Tuesday, November 30, 2004

Thursday, November 25, 2004

No comments:

For all you powder hounds out there in snowland, Happy Days are almost here once again. Now before you flip out and go buy a truckload of salt, a quick explanation of the map above.

The color band at bottom is "Accumulated Snowcover" in inches over a 12 hour period.
This is the National Weather Service's GFS (Global Forecast System), which can project weather systems and their effects out 372 hours, or 15 days. The atmosphere has begun putting the pieces in place for a slow-at-first transition to winter starting after Thanksgiving, and then a swift plunge into the deep freeze by middle of the month.

The map above is an early indication that the first measureable snow for the Northeast U.S. may be in the December 4-5 time frame That date seems to be etched in the atmosphere's calendar, for it will be the third year in a row the I-95 corridor saw accumulating snow on or about December 5. The computer models continue to vacillate on whether this storm will be snow or rain, but it is clear a storm of some kind will be heading up the East coast during that time frame.

The only bad news at first glance is that if this minor storm plays out as indicated, it will occur on a Friday night into Sunday morning. That will automatically eliminate any chance for a bonafide "Snow Day" for any school district anywhere. The apparent snowfall looks to be in the 3-6 inch range for central VA, with 1-3 throughout the rest of the area.

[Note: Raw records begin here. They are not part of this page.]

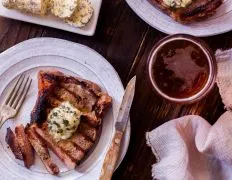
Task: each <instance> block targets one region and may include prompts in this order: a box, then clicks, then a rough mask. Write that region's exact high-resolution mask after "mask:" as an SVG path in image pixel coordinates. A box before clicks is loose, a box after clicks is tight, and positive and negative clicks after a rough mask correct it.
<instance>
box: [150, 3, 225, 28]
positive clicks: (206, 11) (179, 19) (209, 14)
mask: <svg viewBox="0 0 232 180" xmlns="http://www.w3.org/2000/svg"><path fill="white" fill-rule="evenodd" d="M148 1H149V2H150V3H151V4H153V5H154V6H155V7H157V8H159V9H161V10H162V11H163V12H165V13H166V14H168V15H169V16H171V17H172V18H173V19H174V20H176V21H178V22H180V23H184V24H186V23H190V22H193V21H199V20H202V19H205V18H207V17H209V16H211V15H213V14H214V13H215V12H216V9H217V8H218V7H219V6H220V5H221V4H222V3H223V1H222V0H193V1H192V3H191V4H190V5H189V6H187V7H181V8H173V7H169V6H167V5H166V4H165V3H164V1H163V0H148Z"/></svg>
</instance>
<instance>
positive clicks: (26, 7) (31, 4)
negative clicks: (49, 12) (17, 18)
mask: <svg viewBox="0 0 232 180" xmlns="http://www.w3.org/2000/svg"><path fill="white" fill-rule="evenodd" d="M2 5H3V6H5V7H7V8H9V9H17V10H20V11H22V12H25V13H31V14H37V15H41V16H43V15H45V14H47V11H48V5H49V0H2Z"/></svg>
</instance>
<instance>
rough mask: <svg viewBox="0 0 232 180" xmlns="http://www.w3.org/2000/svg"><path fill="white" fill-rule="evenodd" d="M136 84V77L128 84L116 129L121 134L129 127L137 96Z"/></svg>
mask: <svg viewBox="0 0 232 180" xmlns="http://www.w3.org/2000/svg"><path fill="white" fill-rule="evenodd" d="M135 83H136V76H134V77H133V78H132V79H131V80H130V82H129V83H128V85H127V87H126V90H125V93H124V96H123V100H122V103H121V106H120V109H119V113H118V117H117V120H116V124H115V128H116V130H118V131H121V132H124V131H125V129H126V127H127V123H128V119H129V113H130V108H131V105H132V101H133V99H134V94H135Z"/></svg>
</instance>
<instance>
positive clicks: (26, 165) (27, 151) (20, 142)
mask: <svg viewBox="0 0 232 180" xmlns="http://www.w3.org/2000/svg"><path fill="white" fill-rule="evenodd" d="M15 134H16V138H17V141H18V144H19V148H20V151H21V153H22V156H23V161H24V165H25V167H27V168H30V167H31V166H32V165H33V164H34V152H33V149H32V147H31V144H30V142H29V140H28V138H27V135H26V133H25V131H24V127H23V125H19V126H17V127H16V128H15Z"/></svg>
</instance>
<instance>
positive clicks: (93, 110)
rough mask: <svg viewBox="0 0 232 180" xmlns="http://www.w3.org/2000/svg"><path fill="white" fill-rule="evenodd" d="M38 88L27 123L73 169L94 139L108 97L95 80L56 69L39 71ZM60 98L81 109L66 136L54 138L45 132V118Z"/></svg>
mask: <svg viewBox="0 0 232 180" xmlns="http://www.w3.org/2000/svg"><path fill="white" fill-rule="evenodd" d="M38 89H39V92H38V99H37V102H36V105H35V107H34V109H33V111H32V113H31V127H33V128H34V130H35V132H36V134H37V136H38V138H39V139H41V140H42V141H43V142H44V143H45V144H46V145H47V147H48V148H49V149H51V150H52V151H53V152H54V153H55V154H56V155H57V156H58V157H59V158H60V159H61V160H62V161H63V162H64V164H65V165H66V166H67V167H68V168H69V169H74V168H75V167H76V165H77V164H79V163H80V162H81V161H82V160H83V159H84V158H85V157H86V155H87V153H88V152H89V150H90V149H91V148H92V147H93V146H94V144H95V142H96V141H97V139H98V136H99V131H100V129H101V123H102V118H103V116H104V114H105V112H106V111H107V109H108V108H109V107H110V106H111V102H112V99H111V97H110V96H109V95H108V94H107V93H104V92H102V91H101V89H100V87H99V86H98V85H96V84H95V83H92V82H90V81H87V80H83V79H81V78H76V77H71V76H65V75H64V74H63V73H61V72H58V71H53V72H50V71H41V72H39V75H38ZM63 102H69V103H70V104H71V105H73V106H74V107H75V108H76V109H78V110H79V111H80V112H81V120H80V124H79V126H78V128H77V130H76V131H75V132H74V133H73V135H72V136H71V137H70V138H68V139H64V140H62V139H61V140H59V141H57V140H56V139H55V138H54V137H53V136H52V135H51V133H49V132H50V131H49V130H50V129H49V124H48V120H47V118H48V114H49V113H50V112H52V110H53V109H54V108H57V107H60V106H61V105H62V103H63ZM56 116H57V115H56ZM56 125H57V124H56ZM57 126H60V125H57ZM34 146H35V145H33V147H34ZM41 146H42V145H41Z"/></svg>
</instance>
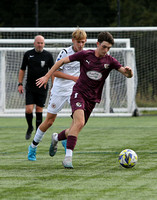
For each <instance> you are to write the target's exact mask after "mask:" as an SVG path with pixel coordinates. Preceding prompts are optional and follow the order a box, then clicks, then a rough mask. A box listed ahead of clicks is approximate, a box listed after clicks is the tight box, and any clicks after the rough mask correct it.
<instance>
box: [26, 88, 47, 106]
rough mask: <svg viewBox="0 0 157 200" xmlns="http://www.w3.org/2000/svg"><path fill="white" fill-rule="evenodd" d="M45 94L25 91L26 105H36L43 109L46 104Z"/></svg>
mask: <svg viewBox="0 0 157 200" xmlns="http://www.w3.org/2000/svg"><path fill="white" fill-rule="evenodd" d="M46 97H47V92H44V93H43V94H39V93H36V92H33V91H31V90H29V89H26V105H30V104H36V105H37V106H39V107H44V106H45V102H46Z"/></svg>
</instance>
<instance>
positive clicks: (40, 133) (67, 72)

The good news is that this far out in the computer models, a lot can change. If the cold we see coming from the 25th to the 5th is more entrenched than expected, perhaps the only worthwhile speculation would be that it is fair to say the computers "see" something snowy brewing for the Dec 4-5 period. It could mean that the eventual storm is stronger, or weaker than predicted. There is one clear signal this map is sending... the computer expects the cold air present at that time to be strong enough to send snow all the way to the VA coast and deep into North Carolina. That is a sign that many, many good days are ahead for those of us who yearn to see fluffy little flakes falling outside our window... only to roll back over, turn off the alarm clock and go back to sleep. (That is, if you're a teacher, and it is a weekday.)


I remain steadfast on the "snow first week of December" rule because I have seen this pattern before. Until the atmosphere makes a wholesale flip to winter, computer models are notorious for having difficulty picking up the minute indications that lead to the flip. Last year was a great example, and you see the same thinking reflected in all your NWS local forecasts for the next 10 days. Even 3 days prior to the 6 inch storm on Friday, Dec 5, 2003... all signs were rain and 45 to 50 degrees. Then on Monday, NWS caught on to the fact that the southern jet was active, and cold high pressure which had built up in Canada, was about to make a charge southward.

Friends, the same situation is setting up again. When we see a low pressure trough developing east of Hawaii, that tends to keep the subtropical jet active by sending moisture and systems across the Gulf of Mexico and into the southeast. This temporarily blocks the southeast movement of cold air, so in this early phase of transition to winter, you end up with snow in Chicago instead of DC. But as we move farther down the calendar, the high pressure ridge off the south Atlantic coast gets beaten down by the continual march of these clipper systems, dragging cold air behind them.

So the ingredients we need for an early to mid December kickoff snowstorm are:
- Active southern jet stream with a low pressure trough east of Hawaii (check)
- Above normal water temps in the Gulf (check)
- Large pool of cold high pressure parked over northern Canada (check)
- A series of southeast moving clippers to unlock the Canadian air (check)
- Weakening ridge off south Atlantic coast (getting there, not quite)

All these forces are setting the stage for what will become a whiplashing sprint from relative mild weather to overnight cold and snow.


This is based on the long term trends as shown by the Global Forecast models. The end game is this... the longer that Arctic air is blocked from entering the eastern U.S., the more likely that once it does make a move, it will stay entrenched for a period of 10 days to 2 weeks, starting around the middle of the month, with record-breaking cold and occasional storms with accumulating snow.

25-30 (Nov) Much colder, windy and dry, with a slow warm up at the end
1-5 Another round of alternating mild and cold, with occasional rain.
6-10 Mild with rain, leading to another shot of cold and windy weather, then snow by the 11th
11-24 Bone shattering onslaught of very cold air with several storms
25-31 Brief mild spell, to be followed by another record cold outbreak into the middle of Jan.

This trend will be closely monitored. You can be sure that you'll be the first to know of any signs
of a "breakout" in the pattern pointing to the first northeast snowstorm.

You have about 2 weeks to stock up on your salt and change your antifreeze.